Una visibile testimonianza dell’essere alpino

L’Adunata Nazionale, l’evento più importante della vita associativa dell’Ana, fa convernie in una sola località e in pochi giorni centinaia di migliaia di penne nere da tutto il mondo, accompagnati da  famigliari e amici. «Una grande festa  – commenta Favero -fatta di incontri, ricordi, canti e iniziative culturali, che vuole soprattutto essere una visibile testimonianza del significato dell’essere alpino: un’essenza che poggia su valori come l’amore di Patria, il rispetto delle istituzioni, lo spirito di servizio, la solidarietà e la capacità di sacrificio, sviluppati e mantenuti vivi ed intatti in una storia associativa al traguardo del 103° anno di vita».

 

Il 150° di fondazione del Corpo

Quest’anno le penne nere celebrano una grande ricorrenza, il 150° anniversario di fondazione del Corpo degli alpini, avvenuta a Napoli nel 1872. «La particolare solennità dell’occasione sarà sottolineata dalla presenza, per la prima volta, di tutte e diciotto le Bandiere di guerra (più una di istituto) dei Reggimenti che dipendono oggi dal Comando Truppe Alpine dell’Esercito e che venerdì saranno accolte in sfilata nel centro storico di Rimini».

Previste almeno 400mila penne nere

Si calcola che saranno presenti non meno di 400mila nell’arco dei quattro giorni), comportando «un impatto non indifferente sulla vita e le abitudini della località, ma fortunatamente l’Associazione Nazionale Alpini può contare, oltre che sulla propria organizzazione, sull’atteggiamento responsabile delle penne nere, da sempre ovunque riconosciuto, affinché tutto si svolga nel migliore dei modi, facendo prevalere un clima genuino di festa: al tempo stesso si augura che siano e rimangano circoscritti e limitati i comportamenti negativi di individui incivili che potrebbero approfittare del grande affollamento».

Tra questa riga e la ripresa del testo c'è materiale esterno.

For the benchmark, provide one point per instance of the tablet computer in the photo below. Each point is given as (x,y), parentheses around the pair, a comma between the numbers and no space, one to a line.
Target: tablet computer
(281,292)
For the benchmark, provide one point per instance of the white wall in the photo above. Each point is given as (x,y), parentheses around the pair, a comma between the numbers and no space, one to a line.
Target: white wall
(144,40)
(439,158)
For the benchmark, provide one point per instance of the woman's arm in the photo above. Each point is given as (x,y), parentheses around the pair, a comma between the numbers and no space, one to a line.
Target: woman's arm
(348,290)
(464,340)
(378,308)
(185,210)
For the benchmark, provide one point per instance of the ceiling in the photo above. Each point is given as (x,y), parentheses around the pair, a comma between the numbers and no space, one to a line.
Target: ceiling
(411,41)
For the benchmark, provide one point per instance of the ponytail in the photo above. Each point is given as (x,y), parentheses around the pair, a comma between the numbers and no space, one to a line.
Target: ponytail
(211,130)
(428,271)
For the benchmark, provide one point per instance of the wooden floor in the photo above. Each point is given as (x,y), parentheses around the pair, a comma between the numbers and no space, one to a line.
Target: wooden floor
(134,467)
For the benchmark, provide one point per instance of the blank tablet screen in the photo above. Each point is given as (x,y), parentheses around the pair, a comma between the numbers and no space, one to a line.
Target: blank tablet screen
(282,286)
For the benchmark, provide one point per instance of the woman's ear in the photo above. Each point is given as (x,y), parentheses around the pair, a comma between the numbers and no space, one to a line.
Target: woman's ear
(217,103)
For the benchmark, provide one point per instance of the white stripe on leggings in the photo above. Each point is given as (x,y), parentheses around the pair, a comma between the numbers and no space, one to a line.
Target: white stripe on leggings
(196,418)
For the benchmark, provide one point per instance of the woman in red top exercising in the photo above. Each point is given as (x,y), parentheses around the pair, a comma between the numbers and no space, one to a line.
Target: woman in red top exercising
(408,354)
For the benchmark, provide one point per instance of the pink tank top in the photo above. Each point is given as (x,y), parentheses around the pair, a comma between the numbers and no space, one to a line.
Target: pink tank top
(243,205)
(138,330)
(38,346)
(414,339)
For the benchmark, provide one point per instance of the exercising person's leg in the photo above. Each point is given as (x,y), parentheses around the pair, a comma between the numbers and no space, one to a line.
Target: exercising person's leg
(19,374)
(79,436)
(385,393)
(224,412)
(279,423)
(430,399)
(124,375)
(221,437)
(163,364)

La sfilata sul lungo viale a mare di Rimini

«L’essenza vera dell’Adunata – conclude il presidente nazionale – apparirà comunque in tutta la sua evidenza nella sfilata della domenica, che, sul lungo viale a mare di Rimini si protrarrà per l’intera giornata, con il passaggio davanti alle tribune d’onore, alle Bandiere dei Reggimenti ed al Labaro Nazionale dell’Associazione, decorato di 209 Medaglie d’oro al valor militare, di circa ottantamila alpini inquadrati nei ranghi delle 80 Sezioni dall’Italia e 30 dal mondo: in sfilata verranno portati centinaia di striscioni con i motti scelti per testimoniare lo spirito alpino, tenacemente proiettato verso il futuro, come sta dimostrando la positiva esperienza dei Campi scuola rivolti ai giovani dai 16 ai 25 anni.
Buona Adunata a Rimini e San Marino, dunque, e Viva l’Italia e Viva gli Alpini!»